Bakkt Holdings completes holding company reorganization, maintains NYSE listing

Published 03/11/2025, 23:16
Bakkt Holdings completes holding company reorganization, maintains NYSE listing

Bakkt Holdings, Inc. (NYSE:BKKT) announced Monday that it has completed a holding company reorganization, resulting in the creation of a new parent company, also named Bakkt Holdings, Inc. The move was implemented to streamline the company’s corporate structure and governance. The information is based on a statement from a recent SEC filing.

Under the reorganization, the former Bakkt Holdings, Inc. (“Old Bakkt”) became a wholly owned subsidiary of the new holding company (“New Bakkt”), which replaced Old Bakkt as the publicly traded entity on the New York Stock Exchange. Shares of New Bakkt Class A common stock continue to trade under the ticker symbol “BKKT” without interruption, and the company’s warrants now trade as NYSE:BKKT WS.
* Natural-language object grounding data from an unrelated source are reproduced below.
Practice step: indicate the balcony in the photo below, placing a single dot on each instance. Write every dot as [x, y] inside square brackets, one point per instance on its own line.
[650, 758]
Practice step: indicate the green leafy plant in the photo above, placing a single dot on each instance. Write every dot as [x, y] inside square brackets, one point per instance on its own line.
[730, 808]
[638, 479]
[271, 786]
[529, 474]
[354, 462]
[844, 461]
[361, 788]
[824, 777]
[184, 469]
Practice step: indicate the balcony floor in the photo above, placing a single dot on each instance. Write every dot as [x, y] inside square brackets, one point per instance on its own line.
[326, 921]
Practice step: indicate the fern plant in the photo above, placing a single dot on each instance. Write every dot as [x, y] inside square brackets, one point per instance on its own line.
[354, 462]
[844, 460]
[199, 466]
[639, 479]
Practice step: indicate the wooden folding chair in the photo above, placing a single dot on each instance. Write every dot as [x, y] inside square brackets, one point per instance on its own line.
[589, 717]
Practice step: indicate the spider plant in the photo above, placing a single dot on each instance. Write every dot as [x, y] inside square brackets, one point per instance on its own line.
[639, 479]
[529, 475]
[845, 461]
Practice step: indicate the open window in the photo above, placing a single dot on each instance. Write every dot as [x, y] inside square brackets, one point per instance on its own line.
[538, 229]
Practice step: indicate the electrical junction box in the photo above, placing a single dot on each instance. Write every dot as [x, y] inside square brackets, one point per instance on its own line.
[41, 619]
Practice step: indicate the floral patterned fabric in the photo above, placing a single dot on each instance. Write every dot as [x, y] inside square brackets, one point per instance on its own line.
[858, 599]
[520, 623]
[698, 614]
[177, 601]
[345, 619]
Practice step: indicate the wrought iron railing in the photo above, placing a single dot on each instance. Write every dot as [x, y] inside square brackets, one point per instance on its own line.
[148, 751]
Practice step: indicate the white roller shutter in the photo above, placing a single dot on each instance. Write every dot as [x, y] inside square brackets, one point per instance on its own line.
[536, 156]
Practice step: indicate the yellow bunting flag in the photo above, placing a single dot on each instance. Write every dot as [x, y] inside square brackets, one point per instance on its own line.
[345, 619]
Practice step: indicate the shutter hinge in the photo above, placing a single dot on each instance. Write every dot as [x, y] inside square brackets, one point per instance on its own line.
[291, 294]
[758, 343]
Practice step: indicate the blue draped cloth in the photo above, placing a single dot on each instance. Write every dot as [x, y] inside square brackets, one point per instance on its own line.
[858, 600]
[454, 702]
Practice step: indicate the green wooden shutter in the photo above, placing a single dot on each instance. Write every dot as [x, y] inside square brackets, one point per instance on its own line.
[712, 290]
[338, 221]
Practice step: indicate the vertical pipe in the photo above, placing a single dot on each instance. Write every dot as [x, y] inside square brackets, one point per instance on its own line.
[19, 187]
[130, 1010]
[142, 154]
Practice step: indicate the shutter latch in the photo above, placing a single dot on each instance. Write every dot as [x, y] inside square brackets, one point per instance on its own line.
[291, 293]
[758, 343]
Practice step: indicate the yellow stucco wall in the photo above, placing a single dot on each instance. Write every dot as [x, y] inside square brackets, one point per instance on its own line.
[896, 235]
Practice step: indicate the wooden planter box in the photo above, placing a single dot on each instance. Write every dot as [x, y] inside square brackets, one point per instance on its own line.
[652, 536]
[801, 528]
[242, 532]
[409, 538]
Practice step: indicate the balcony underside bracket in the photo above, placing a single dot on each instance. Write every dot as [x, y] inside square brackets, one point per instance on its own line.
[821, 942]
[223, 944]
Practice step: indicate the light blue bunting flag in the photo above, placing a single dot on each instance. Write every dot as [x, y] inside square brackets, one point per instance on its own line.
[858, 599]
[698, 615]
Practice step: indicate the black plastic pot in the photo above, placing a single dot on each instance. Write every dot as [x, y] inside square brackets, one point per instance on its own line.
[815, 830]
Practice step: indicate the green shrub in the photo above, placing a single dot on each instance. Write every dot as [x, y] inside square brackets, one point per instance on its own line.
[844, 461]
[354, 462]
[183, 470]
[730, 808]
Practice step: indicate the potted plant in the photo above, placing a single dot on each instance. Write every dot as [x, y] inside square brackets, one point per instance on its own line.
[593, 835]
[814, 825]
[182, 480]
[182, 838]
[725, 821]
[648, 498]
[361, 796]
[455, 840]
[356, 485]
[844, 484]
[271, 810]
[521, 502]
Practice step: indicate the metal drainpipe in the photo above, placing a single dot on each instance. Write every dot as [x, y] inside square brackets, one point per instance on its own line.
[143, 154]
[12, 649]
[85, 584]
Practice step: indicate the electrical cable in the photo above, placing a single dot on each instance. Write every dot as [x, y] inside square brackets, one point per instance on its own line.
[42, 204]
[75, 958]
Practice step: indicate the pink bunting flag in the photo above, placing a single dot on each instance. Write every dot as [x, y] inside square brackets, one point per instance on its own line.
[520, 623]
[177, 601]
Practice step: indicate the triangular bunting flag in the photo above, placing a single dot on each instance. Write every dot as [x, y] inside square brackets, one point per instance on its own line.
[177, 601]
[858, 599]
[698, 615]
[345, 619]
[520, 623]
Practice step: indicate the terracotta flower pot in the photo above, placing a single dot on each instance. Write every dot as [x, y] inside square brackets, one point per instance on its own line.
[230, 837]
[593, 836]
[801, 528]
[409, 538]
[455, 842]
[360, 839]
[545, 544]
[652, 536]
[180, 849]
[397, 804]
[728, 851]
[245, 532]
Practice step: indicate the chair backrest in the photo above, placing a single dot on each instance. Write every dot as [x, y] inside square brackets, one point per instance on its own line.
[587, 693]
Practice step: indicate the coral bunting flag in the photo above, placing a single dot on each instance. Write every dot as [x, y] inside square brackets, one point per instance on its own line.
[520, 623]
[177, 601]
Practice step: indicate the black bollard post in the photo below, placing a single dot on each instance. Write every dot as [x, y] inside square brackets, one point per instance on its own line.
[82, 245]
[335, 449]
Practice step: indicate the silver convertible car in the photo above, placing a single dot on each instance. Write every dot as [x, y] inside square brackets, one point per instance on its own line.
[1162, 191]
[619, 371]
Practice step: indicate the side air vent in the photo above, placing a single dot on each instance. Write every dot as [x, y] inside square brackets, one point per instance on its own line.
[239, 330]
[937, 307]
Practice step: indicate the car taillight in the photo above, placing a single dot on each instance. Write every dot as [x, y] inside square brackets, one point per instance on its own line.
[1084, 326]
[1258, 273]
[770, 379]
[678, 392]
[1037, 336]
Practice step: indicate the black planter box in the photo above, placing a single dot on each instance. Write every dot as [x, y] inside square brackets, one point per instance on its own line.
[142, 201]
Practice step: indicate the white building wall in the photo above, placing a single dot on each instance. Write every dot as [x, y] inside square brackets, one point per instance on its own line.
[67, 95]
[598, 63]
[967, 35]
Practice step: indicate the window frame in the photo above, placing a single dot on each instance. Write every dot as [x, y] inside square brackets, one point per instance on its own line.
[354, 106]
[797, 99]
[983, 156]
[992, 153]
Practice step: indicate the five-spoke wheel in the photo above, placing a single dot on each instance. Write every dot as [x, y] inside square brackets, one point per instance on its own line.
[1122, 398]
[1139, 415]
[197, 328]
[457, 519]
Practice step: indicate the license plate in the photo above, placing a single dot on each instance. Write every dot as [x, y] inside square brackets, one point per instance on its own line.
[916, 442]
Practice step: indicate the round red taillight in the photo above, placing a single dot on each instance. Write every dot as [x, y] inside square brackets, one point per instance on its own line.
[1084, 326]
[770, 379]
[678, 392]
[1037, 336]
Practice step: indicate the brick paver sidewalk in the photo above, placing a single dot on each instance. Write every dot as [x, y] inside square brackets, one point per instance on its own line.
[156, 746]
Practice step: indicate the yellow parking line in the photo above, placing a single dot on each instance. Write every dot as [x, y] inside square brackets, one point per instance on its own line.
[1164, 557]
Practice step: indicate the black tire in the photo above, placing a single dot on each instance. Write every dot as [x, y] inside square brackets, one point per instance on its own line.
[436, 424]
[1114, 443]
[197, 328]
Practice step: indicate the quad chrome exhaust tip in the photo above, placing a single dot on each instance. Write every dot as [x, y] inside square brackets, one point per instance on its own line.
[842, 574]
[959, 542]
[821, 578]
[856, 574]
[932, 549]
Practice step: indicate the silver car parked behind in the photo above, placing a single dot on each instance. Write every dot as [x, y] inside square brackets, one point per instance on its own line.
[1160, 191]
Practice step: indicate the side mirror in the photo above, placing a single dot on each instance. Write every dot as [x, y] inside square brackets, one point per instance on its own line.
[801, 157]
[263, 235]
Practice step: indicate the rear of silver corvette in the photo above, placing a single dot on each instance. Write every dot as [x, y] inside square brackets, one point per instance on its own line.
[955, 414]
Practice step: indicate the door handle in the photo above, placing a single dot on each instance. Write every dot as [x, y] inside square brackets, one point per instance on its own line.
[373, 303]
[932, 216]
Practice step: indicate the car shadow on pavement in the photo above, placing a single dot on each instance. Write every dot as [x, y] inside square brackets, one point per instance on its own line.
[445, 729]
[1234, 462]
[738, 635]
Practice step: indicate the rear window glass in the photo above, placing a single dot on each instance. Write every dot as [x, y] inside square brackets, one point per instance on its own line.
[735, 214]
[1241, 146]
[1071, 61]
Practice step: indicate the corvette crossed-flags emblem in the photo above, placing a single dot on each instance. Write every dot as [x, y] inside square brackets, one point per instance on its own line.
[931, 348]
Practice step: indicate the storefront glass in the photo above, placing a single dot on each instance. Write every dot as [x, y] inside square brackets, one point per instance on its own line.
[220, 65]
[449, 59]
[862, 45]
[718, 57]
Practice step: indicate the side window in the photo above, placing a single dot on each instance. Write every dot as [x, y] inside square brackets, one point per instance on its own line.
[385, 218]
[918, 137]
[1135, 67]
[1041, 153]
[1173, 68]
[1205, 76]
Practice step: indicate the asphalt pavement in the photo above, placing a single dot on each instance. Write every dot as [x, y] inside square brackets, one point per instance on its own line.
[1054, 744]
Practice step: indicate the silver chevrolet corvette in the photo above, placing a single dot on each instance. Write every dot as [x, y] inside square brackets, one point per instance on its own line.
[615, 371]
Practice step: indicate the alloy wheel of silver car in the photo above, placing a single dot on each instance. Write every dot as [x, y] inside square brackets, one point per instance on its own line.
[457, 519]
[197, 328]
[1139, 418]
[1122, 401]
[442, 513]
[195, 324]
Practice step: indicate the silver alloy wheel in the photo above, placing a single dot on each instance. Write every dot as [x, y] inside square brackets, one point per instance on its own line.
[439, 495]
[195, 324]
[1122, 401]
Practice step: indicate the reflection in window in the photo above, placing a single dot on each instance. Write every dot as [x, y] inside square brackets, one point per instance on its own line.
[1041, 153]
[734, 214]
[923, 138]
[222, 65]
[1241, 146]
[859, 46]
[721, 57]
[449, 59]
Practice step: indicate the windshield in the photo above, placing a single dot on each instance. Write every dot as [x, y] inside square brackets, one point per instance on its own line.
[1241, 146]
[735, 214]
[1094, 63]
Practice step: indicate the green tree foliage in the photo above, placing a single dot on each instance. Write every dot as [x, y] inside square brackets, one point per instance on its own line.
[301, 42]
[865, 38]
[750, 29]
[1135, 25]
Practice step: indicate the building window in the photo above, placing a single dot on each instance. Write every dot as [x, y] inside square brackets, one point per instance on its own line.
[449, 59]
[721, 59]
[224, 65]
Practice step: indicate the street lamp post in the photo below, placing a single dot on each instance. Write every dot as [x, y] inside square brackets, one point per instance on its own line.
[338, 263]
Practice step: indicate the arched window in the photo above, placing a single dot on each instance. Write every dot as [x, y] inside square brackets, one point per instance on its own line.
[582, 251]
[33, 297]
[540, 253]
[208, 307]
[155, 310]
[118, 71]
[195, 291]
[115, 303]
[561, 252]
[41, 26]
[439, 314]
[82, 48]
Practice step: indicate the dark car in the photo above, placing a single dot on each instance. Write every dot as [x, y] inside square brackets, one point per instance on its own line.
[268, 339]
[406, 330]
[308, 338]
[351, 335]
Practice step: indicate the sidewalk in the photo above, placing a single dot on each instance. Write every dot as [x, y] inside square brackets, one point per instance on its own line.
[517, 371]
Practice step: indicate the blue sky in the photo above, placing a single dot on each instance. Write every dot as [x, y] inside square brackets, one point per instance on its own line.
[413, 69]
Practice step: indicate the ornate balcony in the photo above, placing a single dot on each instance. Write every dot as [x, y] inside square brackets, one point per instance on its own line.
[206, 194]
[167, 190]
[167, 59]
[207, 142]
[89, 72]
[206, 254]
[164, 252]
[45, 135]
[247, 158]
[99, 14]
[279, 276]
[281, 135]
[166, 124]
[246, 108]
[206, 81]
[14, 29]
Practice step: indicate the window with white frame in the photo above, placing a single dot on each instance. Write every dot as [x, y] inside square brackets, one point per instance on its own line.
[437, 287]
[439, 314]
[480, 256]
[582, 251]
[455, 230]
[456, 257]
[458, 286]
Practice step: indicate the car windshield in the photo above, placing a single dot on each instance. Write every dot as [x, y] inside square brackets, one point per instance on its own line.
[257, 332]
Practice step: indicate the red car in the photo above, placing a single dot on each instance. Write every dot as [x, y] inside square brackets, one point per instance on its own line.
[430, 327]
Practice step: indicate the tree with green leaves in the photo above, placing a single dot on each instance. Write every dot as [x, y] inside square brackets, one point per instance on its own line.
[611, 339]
All outstanding shares of Old Bakkt Class A and Class V common stock were automatically converted on a one-for-one basis into shares of New Bakkt with the same rights and designations. The company stated that the conversion occurred automatically, without requiring shareholders to exchange stock certificates.

The reorganization also included the assumption by New Bakkt of all outstanding equity awards, agreements, and the tax receivable agreement previously held by Old Bakkt. The executive officers and directors of New Bakkt remain unchanged from those of Old Bakkt prior to the transaction, with Akshay Naheta continuing as Chief Executive Officer and Sean Collins as Chairman.

As part of the transaction, New Bakkt issued 69,733 shares of Class A common stock to Akshay Naheta and 465,890 shares of Series A Non-Voting Convertible Preferred Stock to Intercontinental Exchange Holdings, Inc. (ICE), both in connection with amended tax receivable arrangements. The preferred stock is convertible into Class A common stock subject to regulatory conditions. Additionally, 7,174,565 shares of Class A common stock were issued to holders of certain partnership and management units as part of the merger.

Following the reorganization, Bakkt’s Amended and Restated Certificate of Incorporation and Bylaws are substantially similar to those of Old Bakkt, aside from technical changes permitted by Delaware law. The company’s fiscal year end remains December 31.

This summary is based on a press release statement included in Bakkt Holdings, Inc.’s recent SEC filing.

In other recent news, Bakkt Holdings, Inc. has completed the sale of its Loyalty business to Project Labrador Holdco, LLC, a subsidiary of Roman DBDR Technology Advisors, Inc. This move signifies Bakkt’s full transition to a digital asset infrastructure platform. Additionally, Bakkt has reduced its proposed management stock option grant from 7,450,000 to 2,000,000 options, following feedback from shareholders and external advisors. This amendment will be the sole item for consideration at an upcoming special meeting, which has been adjourned to October 31 to allow more time to gather votes.

In leadership changes, Bakkt announced the appointment of Lyn Alden, a macro strategist, to its Board of Directors. This follows the recent addition of Mike Alfred to the board. Meanwhile, David Clifton, a founding board member and former interim CEO, has stepped down from his role after an extended tenure. These developments highlight Bakkt’s ongoing strategic shifts and leadership changes as it focuses on its core digital asset business.